[CHAPTER XXII.]
IN THE DARK
Julian supposed when he was awakened later on, and felt that he was drenched with a warm perspiration which caused his light tropical clothes to stick to him with a hot clammy feeling, that he must have slept for two hours. For now, as he lay on the sofa facing the window, he could see through the slats of the persianas, which he had forgotten to turn down, that, peeping round the window-frame there came an edge of the moon, which he seemed to recollect--dimly, hazily, and indistinctly--had risen late last night.
And that moon--which stole more and more into his view as he regarded it--was casting now a long ray into the bedroom, so that there came across the floor a streak of light of about the breadth of nine inches.
Yet--once his bemused brain had grasped the fact that this ray was there, while, at the same time, that brain was still clear enough to comprehend that every moment the flood of light was becoming larger, so that soon the apartment would be filled with it--he paid no further attention to the matter, nor to the distant rumbling of thunder far away--thunder that told of a tropical storm taking place at a distance. Instead, he was endeavouring to argue silently with himself as to the actual state in which his mind was; as to whether he was in a dreamy kind of delirium, or whether, in spite of any fever that might be upon him, he was still able to distinctly understand his surroundings.
If, as he hoped earnestly, the latter was the case; if he was not delirious, but only numbed by some ailment that had insidiously taken possession of him--then--why then--surely! he was in deadly peril of some immediate attack upon him--upon his life perhaps.
For, outside those persianas there was another light, two other lights glittering in upon him that were not cast by the moon, but that (because now and again her rays were thrown upon them) he discovered to be a pair of eyes. And not the eyes of an animal either, since they glisten in the dark, but, instead, human eyes that glared horribly as now and again the moonbeams caught them.

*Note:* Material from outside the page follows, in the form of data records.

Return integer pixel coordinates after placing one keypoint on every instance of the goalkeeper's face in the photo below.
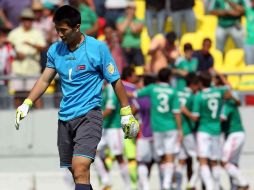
(66, 33)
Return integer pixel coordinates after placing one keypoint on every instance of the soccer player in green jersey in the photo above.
(206, 108)
(188, 146)
(165, 122)
(235, 136)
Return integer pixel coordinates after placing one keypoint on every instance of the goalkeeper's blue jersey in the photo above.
(82, 73)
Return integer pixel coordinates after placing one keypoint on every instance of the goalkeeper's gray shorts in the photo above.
(79, 136)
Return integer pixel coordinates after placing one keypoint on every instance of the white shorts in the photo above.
(232, 147)
(145, 150)
(209, 146)
(188, 147)
(165, 142)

Only! was it the truth that they were real tangible eyes, or were they but a fantasy of a mind unhinged by fever?
He must know that! And he could only do so by lying perfectly still; by watching.
Those eyes which stared in at him now were low down to the floor of the balcony, even as he seemed to recollect Zara's eyes had been on one occasion during her nocturnal visits to him when he first arrived at Desolada; yet now he knew, felt sure, that they were not Zara's. Why he felt so sure he could not tell, nor in the feverish languor that was upon him, could he even reason with himself as why he did feel so sure. But, at the same time, he told himself, they were not hers. Of that he was certain.